Quand il est question d’espace partagé, à part pour les colocations des jeunes, il s’agit le plus souvent d’une pièce d’appoint destinée à devenir chambre ou bureau ou quoi que ce soit d’autre, bref un endroit de passage, indistinct et non appropriable. Qui veut partager un tel espace ? Il s’agit plus rarement d’une salle de bains.
À propos du logement du futur, toute solution, fût-elle radicale, est bonne à prendre, à réfléchir à tout le moins, ce qui est toujours mieux que de s’en remettre au sempiternel plan d’appartement habituel, bien normé, bien partout pareil du nord au sud, pour le bonheur des constructeurs. Les mêmes plans de logements dans les mêmes immeubles des mêmes ZACs, convenons que là ne réside aucune innovation et aucune solution sur la ou les façons de répondre à l’Armageddon climatique qui se dessine. La preuve, prenez un aveugle et changez-le d’appartement de Lille à Montpellier et, d’une ZAC à l’autre, il retrouve son chemin sans difficulté !
Après avoir évoqué la cuisine* – c’est vrai quoi, pourquoi ne pas imaginer un appartement conçu autour d’une grande cuisine et d’un grand séjour ? – considérons aujourd’hui la salle de bains, lieu de l’intimité et de tous les fantasmes depuis au moins Alfred Hitchcock. Y a-t-il cependant moyen d’échapper à la salle de bains exactement pareille pour des millions de Français ? D’échapper à la salle de bains tout court ?

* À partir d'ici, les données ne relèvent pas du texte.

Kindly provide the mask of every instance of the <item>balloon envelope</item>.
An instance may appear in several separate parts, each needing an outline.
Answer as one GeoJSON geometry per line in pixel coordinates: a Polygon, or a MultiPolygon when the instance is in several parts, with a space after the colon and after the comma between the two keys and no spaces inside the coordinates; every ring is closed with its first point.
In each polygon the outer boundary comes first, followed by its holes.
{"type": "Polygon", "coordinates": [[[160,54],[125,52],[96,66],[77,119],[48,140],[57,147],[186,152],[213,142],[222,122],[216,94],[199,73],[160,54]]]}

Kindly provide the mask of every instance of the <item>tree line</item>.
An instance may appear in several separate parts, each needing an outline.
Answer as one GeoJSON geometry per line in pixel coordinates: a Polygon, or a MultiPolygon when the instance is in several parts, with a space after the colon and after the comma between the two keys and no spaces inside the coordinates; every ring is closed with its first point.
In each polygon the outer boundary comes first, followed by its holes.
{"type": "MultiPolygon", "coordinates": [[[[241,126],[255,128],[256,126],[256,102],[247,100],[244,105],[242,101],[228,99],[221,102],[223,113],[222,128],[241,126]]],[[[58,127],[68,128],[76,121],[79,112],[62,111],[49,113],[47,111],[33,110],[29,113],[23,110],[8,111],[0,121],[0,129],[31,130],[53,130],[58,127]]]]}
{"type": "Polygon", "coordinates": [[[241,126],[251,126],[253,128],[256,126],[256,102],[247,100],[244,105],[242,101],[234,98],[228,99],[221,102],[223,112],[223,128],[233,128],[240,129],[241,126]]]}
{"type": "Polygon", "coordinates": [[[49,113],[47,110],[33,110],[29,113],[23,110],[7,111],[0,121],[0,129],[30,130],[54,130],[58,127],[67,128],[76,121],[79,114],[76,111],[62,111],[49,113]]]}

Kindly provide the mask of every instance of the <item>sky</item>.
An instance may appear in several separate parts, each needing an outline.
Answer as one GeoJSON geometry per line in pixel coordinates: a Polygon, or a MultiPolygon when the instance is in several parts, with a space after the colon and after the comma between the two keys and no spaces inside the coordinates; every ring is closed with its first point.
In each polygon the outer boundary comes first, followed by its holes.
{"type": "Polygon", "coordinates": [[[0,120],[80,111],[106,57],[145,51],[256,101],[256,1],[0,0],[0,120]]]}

Concernant la salle de bains – bains au pluriel, notez bien – il suffit de remonter dans l’histoire récente pour comprendre à quelle vitesse les mentalités peuvent changer. En une génération, les Français ne se lavent plus pareil. Pourquoi dans les appartements modernes, c’est-à-dire depuis l’eau courante, la baignoire s’est-elle imposée comme un must, même toute petite – la baignoire sabot – avant de devenir en elle-même un signe distinctif de richesse, voire un lieu de vie comme en témoigne le nouveau riche Tony Montana dans Scarface ?
Tout simplement parce qu’avant l’eau courante, les familles qui n’avaient pas oublié l’hygiène faisaient chauffer de l’eau avant de la verser dans un baquet, toute la famille utilisant la même eau chaude. Du baquet à la baignoire, la transition s’est faite sans heurt. Souvenez-vous de ces baignoires en fonte, sur des pieds décorés comme des pattes de griffon et qui trônaient au milieu des salles de bains bourgeoises. De fait, le bain fut d’abord, comme avant, une fois par semaine une sorte de cérémonie jusqu’à ce que, le confort et la facilité aidant, des millions de Français puissent enfin prendre un bain tous les jours.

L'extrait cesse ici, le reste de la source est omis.